La production/inhibition du cholestérol
Lorsque le cholestérol qui circule dans le sang atteint des niveaux élevés, la faculté des cellules de produire leur propre cholestérol sera entravée, puisque l’organisme interrompt la sécrétion de l’enzyme hépatique responsable de la production de cholestérol. Sa synthèse générale s’arrête en un mécanisme de rétro-alimentation.
Le nouveau cholestérol dérivé de la LDL favorise le stockage de cholestérol dans les cellules en activant une enzyme rétablissant la liaison entre un acide gras et les molécules de cholestérol en trop. Le résultat sont des esters de cholestérol déposés en petits paquets. Lorsque l’organisme perçoit l’accumulation de cholestérol dans les molécules, il envoie le signal d’interrompre la production de récepteurs de LDL.
Étant donné la grande capacité d’adaptation du corps humain, les cellules changeront leur nombre de récepteurs dans le but de recevoir uniquement la quantité de cholestérol dont le corps a besoin.

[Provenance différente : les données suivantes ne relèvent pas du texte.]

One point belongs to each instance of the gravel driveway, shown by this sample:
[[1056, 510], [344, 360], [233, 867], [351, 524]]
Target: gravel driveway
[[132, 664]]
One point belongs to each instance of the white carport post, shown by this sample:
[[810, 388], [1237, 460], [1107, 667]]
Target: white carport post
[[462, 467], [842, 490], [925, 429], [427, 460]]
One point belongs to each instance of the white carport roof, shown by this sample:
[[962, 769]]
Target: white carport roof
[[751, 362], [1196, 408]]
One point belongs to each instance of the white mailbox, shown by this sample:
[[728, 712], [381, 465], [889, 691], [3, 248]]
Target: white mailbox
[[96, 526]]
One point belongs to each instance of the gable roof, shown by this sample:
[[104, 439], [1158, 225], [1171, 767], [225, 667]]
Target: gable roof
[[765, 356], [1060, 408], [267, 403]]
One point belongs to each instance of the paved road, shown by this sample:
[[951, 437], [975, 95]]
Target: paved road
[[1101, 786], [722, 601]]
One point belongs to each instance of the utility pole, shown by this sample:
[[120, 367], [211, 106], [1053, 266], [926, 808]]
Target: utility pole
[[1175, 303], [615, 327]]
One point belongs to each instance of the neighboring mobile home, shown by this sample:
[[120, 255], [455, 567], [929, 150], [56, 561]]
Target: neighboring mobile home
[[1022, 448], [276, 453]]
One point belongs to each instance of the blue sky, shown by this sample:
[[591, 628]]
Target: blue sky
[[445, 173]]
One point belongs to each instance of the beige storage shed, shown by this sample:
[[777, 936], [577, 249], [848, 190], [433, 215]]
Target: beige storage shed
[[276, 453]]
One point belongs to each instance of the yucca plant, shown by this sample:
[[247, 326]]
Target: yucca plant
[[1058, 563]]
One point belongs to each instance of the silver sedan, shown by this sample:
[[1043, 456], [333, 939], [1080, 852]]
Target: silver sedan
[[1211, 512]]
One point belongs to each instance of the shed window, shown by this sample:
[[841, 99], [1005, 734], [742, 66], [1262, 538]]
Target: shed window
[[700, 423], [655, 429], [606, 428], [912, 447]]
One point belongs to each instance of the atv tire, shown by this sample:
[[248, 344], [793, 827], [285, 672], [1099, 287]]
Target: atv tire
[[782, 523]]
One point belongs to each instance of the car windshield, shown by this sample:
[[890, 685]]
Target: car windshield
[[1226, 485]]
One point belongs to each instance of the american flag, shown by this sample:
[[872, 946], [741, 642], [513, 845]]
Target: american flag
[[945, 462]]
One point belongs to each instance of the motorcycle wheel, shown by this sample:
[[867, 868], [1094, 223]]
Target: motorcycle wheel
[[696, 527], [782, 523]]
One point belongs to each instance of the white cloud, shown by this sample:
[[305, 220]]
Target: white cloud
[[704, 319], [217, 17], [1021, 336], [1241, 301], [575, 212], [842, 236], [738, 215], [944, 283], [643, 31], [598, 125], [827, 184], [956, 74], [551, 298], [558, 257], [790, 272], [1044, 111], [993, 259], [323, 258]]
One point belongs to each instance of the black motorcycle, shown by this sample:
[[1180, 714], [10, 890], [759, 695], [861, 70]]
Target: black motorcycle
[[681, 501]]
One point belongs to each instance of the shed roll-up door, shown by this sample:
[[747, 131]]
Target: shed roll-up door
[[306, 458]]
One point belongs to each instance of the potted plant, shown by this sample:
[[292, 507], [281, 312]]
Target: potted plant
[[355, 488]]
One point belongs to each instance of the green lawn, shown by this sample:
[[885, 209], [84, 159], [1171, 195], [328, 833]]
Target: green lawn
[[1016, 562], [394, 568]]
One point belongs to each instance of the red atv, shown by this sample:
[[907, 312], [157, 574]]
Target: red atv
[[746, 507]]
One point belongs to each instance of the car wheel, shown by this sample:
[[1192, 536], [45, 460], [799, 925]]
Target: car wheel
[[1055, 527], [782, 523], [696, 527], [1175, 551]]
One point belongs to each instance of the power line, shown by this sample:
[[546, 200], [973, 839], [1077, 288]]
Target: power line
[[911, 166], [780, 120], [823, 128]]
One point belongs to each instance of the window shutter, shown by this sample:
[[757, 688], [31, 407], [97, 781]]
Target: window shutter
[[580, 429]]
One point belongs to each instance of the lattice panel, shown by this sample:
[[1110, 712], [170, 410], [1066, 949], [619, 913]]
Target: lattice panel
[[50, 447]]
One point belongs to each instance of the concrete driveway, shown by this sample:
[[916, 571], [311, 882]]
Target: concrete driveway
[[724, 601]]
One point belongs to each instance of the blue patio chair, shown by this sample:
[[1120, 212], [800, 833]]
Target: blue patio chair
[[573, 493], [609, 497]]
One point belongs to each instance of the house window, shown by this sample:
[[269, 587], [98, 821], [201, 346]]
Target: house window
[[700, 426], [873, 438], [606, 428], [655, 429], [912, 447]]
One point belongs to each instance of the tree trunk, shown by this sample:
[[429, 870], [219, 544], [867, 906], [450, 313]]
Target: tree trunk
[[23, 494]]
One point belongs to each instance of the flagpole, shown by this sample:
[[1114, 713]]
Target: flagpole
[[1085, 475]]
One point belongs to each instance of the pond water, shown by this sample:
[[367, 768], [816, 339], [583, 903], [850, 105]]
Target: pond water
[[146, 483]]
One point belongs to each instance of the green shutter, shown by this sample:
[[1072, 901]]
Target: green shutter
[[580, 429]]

Les chylomicrons sont de grandes molécules de lipoprotéines qui transportent le cholestérol consommé de l’appareil digestif vers le flux sanguin et vers le foie. Une fois transportés, les chylomicrons se métabolisent et le foie secrète alors le cholestérol sous forme de lipoprotéine de très faible densité (VLDL). Le cholestérol est un des composants fondamentaux de la VLDL. La VLDL se déverse alors dans la circulation sanguine pour être transportée vers les tissus qui en ont besoin. La VLDL se convertit en LDL lorsqu’elle arrive dans le tissu gras accumulé. La LDL est la principale protéine de transport du cholestérol. En version LDL, le cholestérol est transporté depuis les tissus gras vers les différents tissus corporels. La HDL intervient dans le transport du cholestérol des tissus vers le foie, c’est-à-dire dans la direction contraire à celui de la LDL.

Contrôler mais pas supprimer le cholestérol
En plus de maintenir un taux de lipides corporels faible et l’ingestion de graisses saturées, ainsi que les glucides raffinés, il convient de consommer des quantités adéquates de fibre diététique. La fibre s’unit à l’acide biliaire, composé de cholestérol, et élimine ce dernier dans les selles. En fait, la fibre change la composition chimique de l’acide biliaire formé à partir du cholestérol LDL et freine la synthèse de cholestérol.
L’exercice aérobie vous aide aussi à maintenir les niveaux de LDL dans des limites sûrs.
Mais en plus, le cholestérol a une grande importance dans le développement d’un culturiste, puisqu’il joue un rôle clé sur la formation des hormones stéroïdiennes, par exemple il constitue la base sur laquelle se construit la testostérone, qui comme vous le savez intervient dans la synthèse du muscle. Le cholestérol agit également comme composant « gardien » de la membrane cellulaire en décidant ce qui peut entrer et sortir de la cellule et ce qui ne peut pas. Il aide même à digérer la graisse.
En suivant une diète faible en graisses saturées (et en glucides raffinés) pour maintenir des niveaux sains de cholestérol, vous n’aurez pas à vous inquiéter de l’hypertension artérielle, ni des maladies coronaires.
La limitation des graisses saturées n’affectera pas la production de cholestérol, puisque le foie produira tout ce dont votre organisme a besoin pour ses fonctions normales.